The Bath Festival of Blues and Progressive Music was a counterculture era music festival held at the Royal Bath and West Showground in Shepton Mallet, Somerset, England on 27–29 June 1970. Bands such as Pink Floyd and Led Zeppelin performed, and the festival was widely bootlegged. An 'alternative festival' was staged in an adjoining field where the Pink Fairies and Hawkwind played on the back of a flatbed truck.[1]

Michael Eavis was attendant at the festival and was inspired to hold later that year the first event of what would become the Glastonbury festival of contemporary performing arts.


The festival started at midday on the 27th (a Saturday) and finished at about 6:30 am on Monday morning. A DJ played records for early arrivers from the Friday evening and continued to do so between many of the sets until the end. The festival featured a line-up of the top American west coast and British bands of the day, including Santana, The Flock, Led Zeppelin (headlining act), Hot Tuna, Country Joe McDonald, Colosseum, Jefferson Airplane (set aborted), The Byrds (acoustic set), The Moody Blues (unable to play), Dr. John (acoustic set), Frank Zappa & The Mothers of Invention, Canned Heat, It's a Beautiful Day, Steppenwolf, Johnny Winter, John Mayall with Peter Green, Pink Floyd, Pentangle, Fairport Convention, Keef Hartley, and the Maynard Ferguson Big Band.[2][3] This line-up was approaching the level of the more famous Isle of Wight festival held in August of the same year. As it attracted less press coverage at the time and was a smaller affair, it has generally received less attention in the years since.

Bath was the brainchild of promoter Freddy Bannister and his wife Wendy Bannister, who had held the smaller Bath Festival of Blues within Bath itself in 1969. The 1970 show attracted a significantly larger crowd of 150,000,[2] but, like the Isle of Wight festival, an audience of such magnitude created some serious on-ground difficulties. The logistics proved to be too vast for Bannister's small team to adequately cope with, and his security staff stole large amounts of gate receipts, resulting in a far smaller profit than expected.[4]

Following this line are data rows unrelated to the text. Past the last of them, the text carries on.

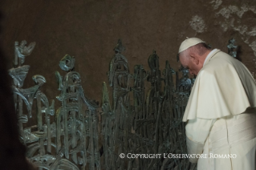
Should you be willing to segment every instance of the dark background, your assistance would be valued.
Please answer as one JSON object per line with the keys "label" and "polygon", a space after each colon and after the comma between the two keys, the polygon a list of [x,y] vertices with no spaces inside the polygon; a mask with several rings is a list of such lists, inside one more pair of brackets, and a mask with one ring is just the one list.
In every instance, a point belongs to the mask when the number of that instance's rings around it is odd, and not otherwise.
{"label": "dark background", "polygon": [[[34,85],[31,77],[47,79],[43,91],[49,100],[59,94],[55,71],[62,75],[59,61],[68,54],[76,59],[85,94],[101,100],[102,83],[119,38],[126,51],[130,71],[135,64],[148,70],[152,50],[177,70],[176,55],[185,37],[197,37],[213,48],[227,51],[228,40],[240,46],[240,59],[255,72],[255,1],[113,1],[113,0],[8,0],[2,2],[2,31],[0,39],[12,67],[14,41],[36,42],[25,64],[30,69],[24,87]],[[4,80],[2,80],[4,81]]]}

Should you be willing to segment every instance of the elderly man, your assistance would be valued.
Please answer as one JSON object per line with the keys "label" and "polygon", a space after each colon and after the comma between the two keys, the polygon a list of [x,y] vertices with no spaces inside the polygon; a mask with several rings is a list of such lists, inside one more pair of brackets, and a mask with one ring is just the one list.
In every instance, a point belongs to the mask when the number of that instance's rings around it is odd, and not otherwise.
{"label": "elderly man", "polygon": [[179,49],[181,64],[197,79],[184,114],[189,154],[198,170],[255,169],[256,84],[247,68],[197,38]]}

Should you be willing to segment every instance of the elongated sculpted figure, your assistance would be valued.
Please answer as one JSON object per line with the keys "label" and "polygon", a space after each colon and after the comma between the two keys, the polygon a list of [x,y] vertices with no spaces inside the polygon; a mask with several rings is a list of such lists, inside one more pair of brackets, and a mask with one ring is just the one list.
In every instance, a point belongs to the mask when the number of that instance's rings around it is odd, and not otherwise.
{"label": "elongated sculpted figure", "polygon": [[179,56],[197,75],[183,121],[189,154],[204,155],[189,160],[198,170],[255,169],[256,84],[248,69],[197,38],[182,42]]}

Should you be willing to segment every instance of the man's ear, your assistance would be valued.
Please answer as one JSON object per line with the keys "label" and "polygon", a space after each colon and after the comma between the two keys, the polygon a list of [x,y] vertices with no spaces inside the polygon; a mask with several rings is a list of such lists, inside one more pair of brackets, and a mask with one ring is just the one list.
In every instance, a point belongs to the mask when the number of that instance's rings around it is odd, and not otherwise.
{"label": "man's ear", "polygon": [[190,53],[189,56],[192,63],[193,63],[196,65],[199,64],[198,56],[195,53]]}

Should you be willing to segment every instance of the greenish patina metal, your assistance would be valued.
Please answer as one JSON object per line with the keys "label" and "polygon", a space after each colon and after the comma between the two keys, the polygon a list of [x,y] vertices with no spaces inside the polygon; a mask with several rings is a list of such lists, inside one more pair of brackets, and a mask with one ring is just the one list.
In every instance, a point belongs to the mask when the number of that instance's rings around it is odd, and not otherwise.
{"label": "greenish patina metal", "polygon": [[[161,75],[159,57],[153,51],[148,60],[150,71],[147,72],[142,65],[136,65],[131,74],[128,60],[121,54],[124,49],[119,40],[110,63],[112,105],[107,83],[103,85],[104,169],[195,169],[196,164],[187,159],[164,158],[165,153],[186,153],[185,123],[181,120],[192,87],[188,71],[181,68],[179,79],[178,72],[166,61]],[[146,82],[151,83],[148,92]],[[128,159],[128,153],[162,156]]]}
{"label": "greenish patina metal", "polygon": [[229,40],[229,44],[227,45],[228,47],[228,53],[230,55],[231,55],[234,58],[237,57],[237,48],[238,46],[235,45],[236,40],[232,38],[231,39]]}

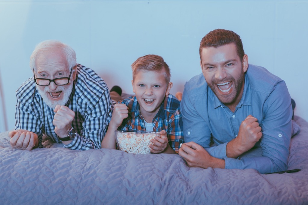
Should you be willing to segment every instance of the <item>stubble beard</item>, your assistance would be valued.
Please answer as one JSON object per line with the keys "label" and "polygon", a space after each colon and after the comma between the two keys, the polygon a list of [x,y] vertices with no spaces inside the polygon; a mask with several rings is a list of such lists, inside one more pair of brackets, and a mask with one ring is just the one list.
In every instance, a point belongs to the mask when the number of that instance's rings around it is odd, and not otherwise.
{"label": "stubble beard", "polygon": [[244,82],[244,72],[242,71],[239,77],[236,80],[231,77],[224,81],[232,81],[234,83],[232,85],[233,87],[232,88],[234,89],[233,91],[229,95],[221,95],[217,90],[219,89],[217,87],[216,84],[221,82],[212,81],[210,83],[208,82],[208,85],[221,102],[225,105],[231,104],[235,102],[237,97],[241,92],[241,89]]}

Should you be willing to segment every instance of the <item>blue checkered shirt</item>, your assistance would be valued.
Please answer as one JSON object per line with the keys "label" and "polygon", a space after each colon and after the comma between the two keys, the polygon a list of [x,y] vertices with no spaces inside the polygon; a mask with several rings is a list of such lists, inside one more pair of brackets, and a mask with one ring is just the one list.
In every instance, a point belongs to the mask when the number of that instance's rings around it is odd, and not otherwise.
{"label": "blue checkered shirt", "polygon": [[[52,124],[55,112],[47,105],[36,88],[33,77],[16,91],[15,129],[23,129],[37,134],[42,147],[44,134],[55,142],[62,143]],[[77,64],[73,90],[65,104],[75,112],[71,126],[77,134],[64,147],[71,149],[99,149],[110,121],[113,107],[104,81],[94,71]]]}
{"label": "blue checkered shirt", "polygon": [[[145,131],[144,120],[140,114],[140,105],[136,97],[128,98],[119,103],[124,104],[128,107],[128,116],[123,120],[118,129]],[[169,144],[177,152],[180,144],[184,143],[180,104],[180,101],[175,97],[169,94],[165,97],[152,122],[153,131],[166,130]]]}

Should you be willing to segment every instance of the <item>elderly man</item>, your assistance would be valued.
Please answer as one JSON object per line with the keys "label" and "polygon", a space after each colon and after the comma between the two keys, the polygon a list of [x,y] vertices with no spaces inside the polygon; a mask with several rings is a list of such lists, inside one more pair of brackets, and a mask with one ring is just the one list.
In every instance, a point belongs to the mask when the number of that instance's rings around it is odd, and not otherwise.
{"label": "elderly man", "polygon": [[33,76],[16,91],[12,147],[41,147],[44,134],[71,149],[101,148],[112,108],[104,81],[76,63],[70,47],[56,41],[38,45],[30,66]]}
{"label": "elderly man", "polygon": [[[233,31],[209,32],[200,53],[202,73],[186,83],[181,102],[186,142],[179,154],[191,167],[285,170],[299,127],[284,81],[249,64]],[[243,156],[254,147],[261,153]]]}

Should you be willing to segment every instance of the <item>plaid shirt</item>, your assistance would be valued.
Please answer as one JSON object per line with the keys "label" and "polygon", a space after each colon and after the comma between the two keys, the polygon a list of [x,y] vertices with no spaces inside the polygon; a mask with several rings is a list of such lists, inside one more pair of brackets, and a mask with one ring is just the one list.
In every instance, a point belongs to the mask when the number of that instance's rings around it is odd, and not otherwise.
{"label": "plaid shirt", "polygon": [[[140,114],[136,97],[130,97],[119,103],[125,104],[128,107],[128,116],[124,119],[118,129],[145,131],[144,120]],[[180,144],[184,142],[180,104],[175,97],[169,94],[165,97],[152,122],[153,131],[165,130],[170,147],[177,152]]]}
{"label": "plaid shirt", "polygon": [[[23,129],[37,134],[41,147],[43,134],[55,142],[62,143],[52,124],[55,112],[44,101],[36,89],[33,77],[16,91],[15,129]],[[73,90],[65,105],[75,112],[72,126],[77,132],[64,147],[71,149],[99,149],[110,121],[113,107],[104,81],[94,71],[77,64]]]}

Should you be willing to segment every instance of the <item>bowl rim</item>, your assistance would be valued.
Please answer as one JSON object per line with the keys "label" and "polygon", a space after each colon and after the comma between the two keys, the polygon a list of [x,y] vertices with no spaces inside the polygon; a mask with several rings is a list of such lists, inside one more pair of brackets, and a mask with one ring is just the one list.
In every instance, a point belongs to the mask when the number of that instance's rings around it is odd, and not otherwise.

The stage – Donovan has just begun his set

Actually getting to the festival itself was another problem for many of the throng of fans. The country lanes leading to the site were swiftly blocked by cars, also meaning that many of the bands' equipment trucks could not get to the site. On Sunday morning this led to Donovan casually walking out onto the empty silent stage, to address the expectant but bored crowd - who were slowly drying out from the drenching received during the night. Being a folk singer, his genre was not what the crowd had gone there to hear. So to test the mood of the crowd out, he engaged in a bit of small talk, where he explained that he had spent the night in his van in a nearby field and so on. Then worked around to asking if they would like him to play a song whilst they waited for the billed act to arrive. A lively rendering of "I know an old lady who swallowed a fly" raised the crowd's spirits. Then he played some of his classics. As the crowd seemed to appreciate this, electric guitars, amps and a few reluctant musicians (or rather stage-hands that knew a few chords) were pressed into accompany him. Still no bands came, so Donovan continued. His impromptu and free performance eventually filled in for 2½ hours of what otherwise would have been silence.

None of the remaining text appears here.